Case #2 verified as described.

Possible problem in case # 1 confirmed, although can not create test case showing the problem yet.
[31 Jul 2009 22:59] Mark Callaghan
More notes on this problem and a potential fix:
http://www.facebook.com/MySQLatFacebook#/note.php?note_id=116362990932
[31 Jul 2009 23:00] Mark Callaghan
A kludge that fixes this problem -- needs work

Attachment: autoinc.patch (application/octet-stream, text), 1.60 KiB.

[3 Aug 2009 20:11] Mark Callaghan
A better patch with tests generated from 5.0.75

Attachment: p2 (application/octet-stream, text), 3.51 KiB.

[5 Aug 2009 22:06] Mark Callaghan
Yet another patch. There is no benefit from releasing the autoinc lock early. All of the improvement is from calling innobase_release_stat_resources() before locking prepare_commit_mutex.

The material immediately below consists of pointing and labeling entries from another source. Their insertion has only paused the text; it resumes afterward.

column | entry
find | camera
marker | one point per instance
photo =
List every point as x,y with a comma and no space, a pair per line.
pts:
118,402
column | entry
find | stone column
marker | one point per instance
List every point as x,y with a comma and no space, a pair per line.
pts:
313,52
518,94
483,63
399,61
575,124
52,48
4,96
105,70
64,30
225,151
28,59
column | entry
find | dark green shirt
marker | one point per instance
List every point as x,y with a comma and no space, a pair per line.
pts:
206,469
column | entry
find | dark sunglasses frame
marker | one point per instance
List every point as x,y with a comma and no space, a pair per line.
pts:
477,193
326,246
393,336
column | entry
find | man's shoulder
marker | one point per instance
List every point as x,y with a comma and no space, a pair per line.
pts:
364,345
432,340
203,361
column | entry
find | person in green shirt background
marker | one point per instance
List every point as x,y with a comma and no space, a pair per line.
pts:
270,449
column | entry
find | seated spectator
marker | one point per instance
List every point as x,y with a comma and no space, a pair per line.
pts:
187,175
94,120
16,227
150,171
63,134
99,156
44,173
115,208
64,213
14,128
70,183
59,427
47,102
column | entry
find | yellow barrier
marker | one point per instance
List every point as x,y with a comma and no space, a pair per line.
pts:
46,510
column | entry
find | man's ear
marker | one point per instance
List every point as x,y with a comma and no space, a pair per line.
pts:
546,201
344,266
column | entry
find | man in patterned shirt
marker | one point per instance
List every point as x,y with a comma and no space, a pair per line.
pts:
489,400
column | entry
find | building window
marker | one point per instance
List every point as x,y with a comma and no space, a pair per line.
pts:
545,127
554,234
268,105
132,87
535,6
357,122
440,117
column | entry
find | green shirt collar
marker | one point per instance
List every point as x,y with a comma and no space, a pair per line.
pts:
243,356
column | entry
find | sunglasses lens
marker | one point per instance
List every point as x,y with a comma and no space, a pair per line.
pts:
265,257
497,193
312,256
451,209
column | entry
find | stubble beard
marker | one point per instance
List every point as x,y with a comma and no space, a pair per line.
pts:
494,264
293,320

A patch for 5.0.84:

diff --git a/sql/ha_innodb.cc b/sql/ha_innodb.cc
index 7eb6ef0..dc09a43 100644
--- a/sql/ha_innodb.cc
+++ b/sql/ha_innodb.cc
@@ -7253,6 +7253,13 @@ innobase_xa_prepare(
        int error = 0;
         trx_t* trx = check_trx_exists(thd);
 
+       /* Release a possible FIFO ticket and search latch. Since we will
+       reserve the kernel mutex, we have to release the search system latch
+       first to obey the latching order. Do this before blocking on a global
+       mutex. */
+
+       innobase_release_stat_resources(trx);
+
         if (thd->lex->sql_command != SQLCOM_XA_PREPARE) {
 
                 /* For ibbackup to work the order of transactions in binlog
@@ -7285,12 +7292,6 @@ innobase_xa_prepare(
 
         trx->xid=thd->transaction.xid_state.xid;
 
-       /* Release a possible FIFO ticket and search latch. Since we will
-       reserve the kernel mutex, we have to release the search system latch
-       first to obey the latching order. */
-
-       innobase_release_stat_resources(trx);
-
        if (trx->active_trans == 0 && trx->conc_state != TRX_NOT_STARTED) {
 
          sql_print_error("trx->active_trans == 0, but trx->conc_state != "
[12 Aug 2009 17:07] Inaam Rana
Fixed in plugin 1.0.4. with the fix of group commit bug#13669

binaries/source and documentation available at innodb.com
[13 Jan 2010 16:38] Calvin Sun
Set to "Won't fix" given the issue is fixed in the plugin and 5.0 is EOL'd.